Hey, Fionn again this Thursday.
How are we all doing now that summer is slowly on the way out?
The main things I’m pumped for are the latest releases from Romuald Valot. Originally from Burgundy, in a rare turn of events Romuald decided to ditch this famed region for the neighbouring Beaujolais. Not often do you see people leave Burgundy but he was sick of the chemicals and crafty tricks in the cellar and wanted to create his own honest wines. So he uprooted and now works from his cottage way high up in the western hills above Beaujeu.
First up, the Beaujolais Villages punches well above its weight. These vines are doing their thing at some of the highest altitudes in the region and this means there is a real freshness despite an incredibly hot vintage. An honest, rustic and pure example of the Beaujolais and this would make an excellent starting point for those new to the region. Would also be incredible on the table with some of the hearty cuisine from nearby Lyon.
Ni Cru Ni Cuit is a step-up and made from older vines from the more prestigious areas of Brouilly and Côte de Brouilly. Glistening ruby in appearance, after the initial reduction blows off, we get a truly elegant number with all the hallmark brambly fruits one expects from these Crus. The fruit is kept in check by a stony minerality which seems to underpin all of the Valot wines. Class act.
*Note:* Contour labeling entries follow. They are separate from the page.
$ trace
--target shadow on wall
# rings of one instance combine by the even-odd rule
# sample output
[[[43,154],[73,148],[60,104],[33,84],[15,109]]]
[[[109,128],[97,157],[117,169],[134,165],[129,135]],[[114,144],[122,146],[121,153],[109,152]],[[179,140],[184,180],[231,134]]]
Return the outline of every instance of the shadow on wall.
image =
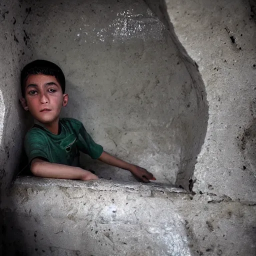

Next up, we’re back in Burgundy as Romuald couldn’t fully abandon his roots. Who can blame him? Good Pinot is hard to beat. Cuvee 21550 comes from an exceptional plot that Valot hunted out back on his home turf. A one-hectare parcel of vines up to eighty years old planted over clay and limestone in the Côte de Beaune’s, Ladoix. Featherweight on the palate, light in appearance but full-on flavour. Wild strawberries, roses and that rocky quality creeps up again. One of the purest expressions of red Burgundy I’ve tried and could well be my favourite too. Absolute steal this.
Finally, were back in the Beaujolais. However, now with something a little atypical, Anonyme . Beaujolais Blanc is fairly niche in and of itself and this is a first for me as I’ve not seen one with extended time on skins, yet here we have it. Old-vine Chardonnay planted 500 meters above sea level is given a two-week soak on those skins before being sent off for a year-long snooze. This is hazy and heady. Apricots and quince on the nose whilst the palate reveals an array of spice and pithy tannin to help temper out the riot of fruit on display. Highly unique, highly drinkable!
As with all good things, these won’t be around for very long so I’d get a move on if was you...
That’s enough wine chat from me. Take it easy!